Tuesday, 25 May 2010

Sedikit tentang Neo-lib Indonesia


Suatu hari saya berdiskusi dengan teman-teman lama saya di fb. Dalam forum tersebut terjadi diskusi tentang konsekwensi yang bakal terjadi paska terpilihnya DI sebagai dirut PLN, terutama tentang rencana PLN berhutang ke luar negeri. Kebetulan salah seorang teman saya adalah karyawan PLN juga. Saya termasuk yang khawatir DI membawa misi meliberalkan PLN sehingga hanya menjadi alat mencari keuntungan para pemilik modal asing dengan menjadikan rakyat Indonesia sebagai korbannya. Tanpa saya duga salah seorang teman saya, seorang perwira menengah TNI yang menduduki jabatan struktal teritorial yang strategis, menuduh saya sebagai "naif" karena dianggap "menolak" globalisasi.

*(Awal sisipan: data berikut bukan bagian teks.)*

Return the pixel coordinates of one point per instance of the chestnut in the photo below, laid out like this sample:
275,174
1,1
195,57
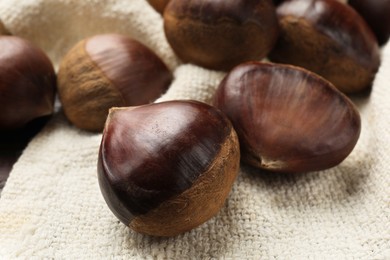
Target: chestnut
377,14
105,71
27,83
3,30
219,35
330,39
287,118
165,168
158,5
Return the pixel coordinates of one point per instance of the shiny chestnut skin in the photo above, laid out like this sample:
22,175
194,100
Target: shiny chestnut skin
27,83
219,35
377,14
107,71
330,39
166,168
158,5
287,118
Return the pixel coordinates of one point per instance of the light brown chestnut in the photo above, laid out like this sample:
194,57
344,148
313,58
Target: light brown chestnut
107,71
330,39
287,118
165,168
27,83
220,34
159,5
3,30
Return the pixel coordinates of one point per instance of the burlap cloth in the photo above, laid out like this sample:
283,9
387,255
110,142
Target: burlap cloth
52,207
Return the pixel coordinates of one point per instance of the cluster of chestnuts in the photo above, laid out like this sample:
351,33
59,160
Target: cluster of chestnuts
165,168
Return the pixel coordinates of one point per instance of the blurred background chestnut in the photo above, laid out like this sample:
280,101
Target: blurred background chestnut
219,35
106,71
330,39
167,167
287,118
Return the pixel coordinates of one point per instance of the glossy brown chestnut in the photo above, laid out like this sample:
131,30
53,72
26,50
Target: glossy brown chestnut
159,5
287,118
166,168
220,34
330,39
27,83
3,30
377,15
107,71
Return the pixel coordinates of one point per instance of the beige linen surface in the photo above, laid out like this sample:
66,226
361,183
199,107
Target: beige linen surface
51,206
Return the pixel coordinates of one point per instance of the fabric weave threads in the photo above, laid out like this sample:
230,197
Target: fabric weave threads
51,206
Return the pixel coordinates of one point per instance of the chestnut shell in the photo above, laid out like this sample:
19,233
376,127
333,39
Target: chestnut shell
220,34
287,118
166,168
158,5
27,83
377,14
107,71
330,39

Tentu saja saya menolak tuduhan sebagai "anti globalisasi". Saya hanya mengingatkan tentang perlunya PLN bertindak bijaksana dengan lebih mementingkan kepentingan masyarakat daripada kepentingan "stake holder" PLN apalagi kepentingan kapitalis asing. Kekhawatiran saya beralasan karena selain mengedepankan hutang luar negeri daripada efisiensi, PLN diduga akan mengorbankan kepentingan masyarakat demi kepentingan perusahaan. Setidaknya kekhawatiran ini juga dirasakan oleh Gubernur Sumut yang menolak memberi ijin pembangunan proyek pembangkit listrik Asahan III kepada PLN karena PLN tidak bersedia membuat janji tertulis untuk hanya menjual listrik yang dihasilkan oleh proyek tersebut kepada masyarakat, bukan kepada PT Inalum yang mayoritas sahamnya dimiliki Jepang. Kekhawatiran itu juga muncul karena DI lebih mendahulukan wacana kenaikan TDL, hanya satu bulan setelah menjabat dirut PLN, daripada efisiensi. Apalagi jika melihat latar belakang DI sebagai eksekutif sebuah perusahaan listrik supllier PLN.

Kini, di tengah-tengah tarik ulur antara PLN dan Pempropsu tentang proyek Asahan III, listrik di kota Medan kembali hidup mati seakan sebuah isyarat dari PLN: rasakan akibat berani melawan PLN. Padahal PLN telah berjanji bahwa sejak tahun lalu tidak ada lagi pemadaman listrik di Sumut.

Saya belum menyinggung bagaimana DI, yang pernah ditolong oleh pemilik koran Surabaya Post saat kehilangan pekerjaan setelah majalah tempatnya bekerja dibredel pemerintah, kemudian menjadi "pembunuh" Surabaya Post dengan Jawa Pos-nya. Mungkin DI "tidak sengaja" membunuh Surabaya Post. Tapi dengan fenomana matinya salah satu koran tertua dan terbesar di Indonesia ini, Tuhan seakan memberikan gambaran tentang siapa DI.

Yang mengherankan saya adalah betapa kawan saya yang perwira menengah TNI itu, yang tentunya telah mendapatkan pelajaran ektra tentang wawasan nasional, tidak memahami betapa berbahayanya faham neo-liberalisme (saya lebih suka menyebutnya judeo capitalism yang telah berakar ribuan tahun dibandingkan istilah neo-liberalisme yang baru muncul beberapa tahun terakhir) yang kini diikuti oleh sebagian besar oknum dalam pemerintahan.

Saya masih ingat betul bagaimana saya pernah mengingatkan teman saya itu ttg tindakan menkeu Sri Mulyani memarginalkan TNI dengan mengurangi anggaran TNI pada saat yang sama ia menaikkan anggaran gaji pegawai Depkeu hingga triliunan rupiah. Tindakan Sri Mulyani saya nilai merupakan salah satu agenda neoliberalisme untuk melemahkan TNI sebagai kekuatan yang bisa menyatukan negeri ini dan menjadi penyeimbang dominasi faham neoliberalis. Saya juga masih ingat betul pesan saya kepadanya yang diaminkannya: "Jadilah patriot sejati!" Selama ini saya menyangka TNI adalah salah satu benteng pertahanan bangsa ini (selain umat Islam) dalam membendung pengaruh neo-liberalisme. Tapi tampaknya anggapan saya perlu direevaluasi.

Berikut ini adalah ciri-ciri orang neo-liberalis:

1. Menganggap negatif semua bentuk subsidi untuk rakyat.
2. Menganggap hutang (luar negeri) sebagai kebajikan.
3. Menganggap defisit APBN sebagai kewajaran.
4. Menganggap negatif semua bentuk campur tangan pemerintah dalam perekonomian.
5. Menganggap kebijakan bailout sebagai kebajikan.